De Tempe volgde in 2014 een imkercursus bij bijenvereniging AVBB. Behalve bij De Brakke Grond heeft ze in de hoofdstad kasten op het Bijenpark in Osdorp, bij volkstuinencomplex Nut en Genoegen in Westerpark en in de Jordaan. Het bijenhouden doet ze als hobby. Het bleek een ideale afleiding in het herstelproces van een burn-out. „Het begon allemaal met een hommel”, vertelt ze. „Ik had een plant van het balkon gehaald omdat het vroor. Daar bleek een hommelkoningin in te slapen. Ik heb haar bij de wandelende takken gezet en honing gegeven. Overdag liet ik haar los in de woonkamer. Zo heeft ze vier maanden bij ons gewoond. Dat vond ik zo leuk dat ik ben gaan uitzoeken of je hommels kunt houden. Dat bleek lastig, maar zo kwam ik bij de bijen uit.”
Bloemen uit de binnentuinen van de grachtengordel
Het was niet makkelijk de bijenkasten op het dak van De Brakke Grond neer te zetten, zo diep in de binnenstad. De Tempe: „We wisten niet of het ging lukken, of er genoeg eten was, maar het gaat heel goed. Dit is nu een van mijn beste locaties. De volken groeien goed en produceren veel honing.” Honingbijen kunnen drie kilometer vliegen om stuifmeel en nectar te verzamelen. De Tempe denkt dat de bijen vanaf De Brakke Grond naar de nabijgelegen Plantagebuurt vliegen. „De Hortus, Artis, het Wertheimpark, maar ook de binnentuinen van de grachtengordel staan vol bloemen. Doordat mensen het leuk vinden om bloemen in hun tuin te zetten, doen bijen het in de stad beter dan op het platteland.”
Bijenhouden in de stad, het zogenoemde ‘urban beekeeping’, is populair. In Amsterdam staan meer dan zevenhonderd kasten. Ongeveer veertig imkers verkopen honing. Enkele ondernemers, waaronder I Love Beeing en BeeLease, stimuleren bedrijven om bijenvolken te ‘adopteren’. Zo kan het dat er inmiddels ook bijenkasten staan op het dak van de Stadsschouwburg, het Waldorf Astoria, Amstel Hotel en De La Mar.
Concurrerende bijen
De toenemende belangstelling voor bijen door de bijensterfte – veroorzaakt door pesticiden, ziekte en voedselgebrek – heeft voor een grote aanwas aan nieuwe imkers gezorgd.
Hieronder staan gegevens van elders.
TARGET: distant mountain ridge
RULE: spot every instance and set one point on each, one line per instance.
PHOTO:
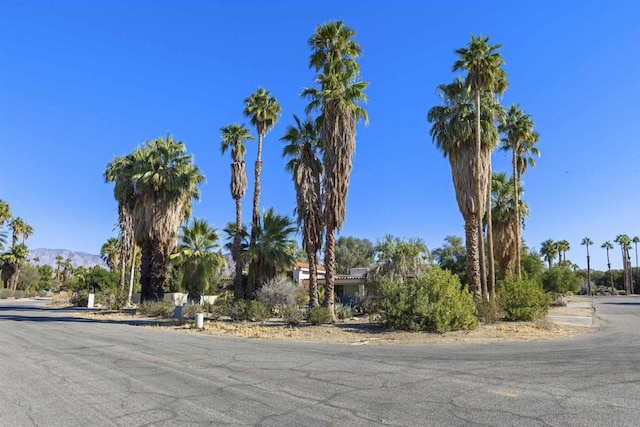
(78, 259)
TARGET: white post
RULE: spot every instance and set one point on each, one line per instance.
(199, 320)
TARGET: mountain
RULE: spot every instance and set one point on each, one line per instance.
(78, 259)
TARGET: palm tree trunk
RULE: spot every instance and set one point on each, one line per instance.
(313, 279)
(330, 269)
(473, 266)
(516, 185)
(479, 196)
(132, 274)
(255, 216)
(237, 243)
(588, 271)
(492, 273)
(610, 275)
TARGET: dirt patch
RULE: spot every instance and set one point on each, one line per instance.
(357, 331)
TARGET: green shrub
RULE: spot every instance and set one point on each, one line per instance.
(79, 298)
(258, 312)
(343, 311)
(522, 299)
(292, 315)
(156, 308)
(561, 279)
(488, 312)
(113, 300)
(436, 302)
(319, 316)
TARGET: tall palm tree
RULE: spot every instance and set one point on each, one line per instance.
(19, 228)
(263, 110)
(625, 244)
(233, 137)
(121, 171)
(162, 180)
(11, 263)
(608, 246)
(198, 258)
(110, 252)
(5, 212)
(635, 241)
(549, 250)
(586, 242)
(483, 64)
(520, 139)
(333, 57)
(274, 248)
(303, 145)
(563, 247)
(452, 131)
(503, 208)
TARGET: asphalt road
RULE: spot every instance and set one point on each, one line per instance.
(58, 370)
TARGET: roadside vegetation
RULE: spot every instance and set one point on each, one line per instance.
(487, 275)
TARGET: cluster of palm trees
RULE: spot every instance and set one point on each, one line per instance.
(155, 184)
(467, 129)
(550, 250)
(12, 260)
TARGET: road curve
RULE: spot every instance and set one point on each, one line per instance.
(60, 370)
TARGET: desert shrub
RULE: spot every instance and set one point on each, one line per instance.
(522, 299)
(343, 311)
(112, 300)
(242, 310)
(278, 293)
(488, 312)
(190, 310)
(561, 279)
(156, 308)
(319, 316)
(258, 311)
(292, 315)
(436, 302)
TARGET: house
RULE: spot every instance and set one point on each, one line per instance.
(352, 284)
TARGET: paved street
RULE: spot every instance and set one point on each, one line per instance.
(59, 370)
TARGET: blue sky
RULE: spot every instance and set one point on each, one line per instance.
(84, 81)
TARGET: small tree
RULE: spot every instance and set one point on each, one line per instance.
(560, 279)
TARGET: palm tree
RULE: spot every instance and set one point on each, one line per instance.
(399, 259)
(549, 250)
(333, 57)
(234, 136)
(263, 110)
(273, 250)
(586, 242)
(12, 262)
(19, 229)
(121, 171)
(452, 132)
(198, 258)
(608, 245)
(520, 139)
(563, 247)
(161, 180)
(110, 252)
(635, 241)
(5, 212)
(306, 169)
(625, 244)
(483, 64)
(503, 208)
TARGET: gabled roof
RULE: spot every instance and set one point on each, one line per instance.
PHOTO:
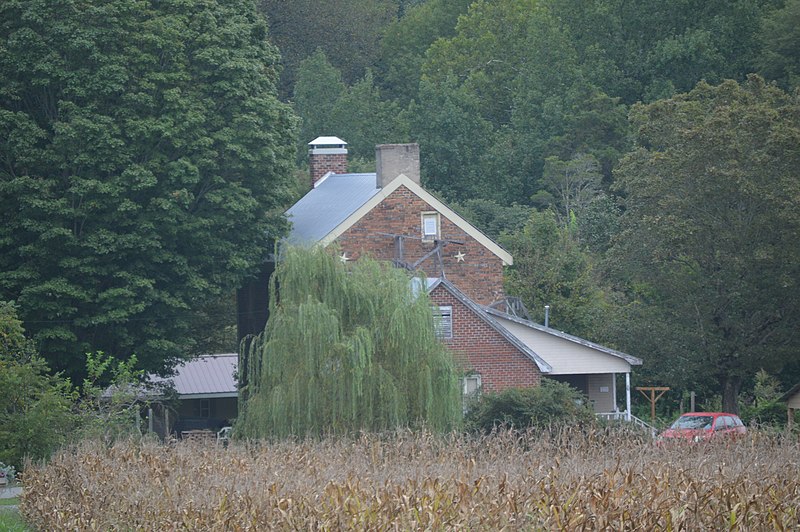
(327, 206)
(480, 311)
(524, 329)
(338, 201)
(205, 376)
(793, 390)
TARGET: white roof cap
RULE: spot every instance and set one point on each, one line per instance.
(327, 141)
Op sommige plaatsen zijn er zoveel bijenvolken dat de insecten met elkaar concurreren om nectar en stuifmeel. „In het Westerpark merk je dat”, zegt De Tempe. „Daar produceren de bijen minder honing dan hier in het centrum, waar minder volken in de buurt staan. Binnenkort willen we met alle imkers van Westerpark bij elkaar komen om een plan te maken en meer dracht te planten.”
Alleen bij overproductie haalt De Tempe honing uit de kasten weg. De potjes verkoopt ze aan vrienden en kennissen via Facebook. Ook bij De Brakke Grond zijn potten te koop, net als in de hoofdstedelijke winkel van Tuinpark Nut en Genoegen.
De Tempe trekt de imkerkap over haar hoofd en haalt de deksel van een kast. Een kruidige geur van honing en propolis verspreidt zich. Voorzichtig pakt ze met haar blote vingers de uiteinden van een raat vast en haalt hem omhoog. De bruine insecten krioelen over de honingraat, die deels bezegeld is met dekseltjes van was.
Onder de slechte luchtkwaliteit door uitlaatgassen en fijnstof lijdt de honing niet merkbaar, volgens De Tempe. „De bijen filteren veel stoffen eruit. Naar mijn idee smaakt Amsterdamse honing net zo lekker als alle andere honing.”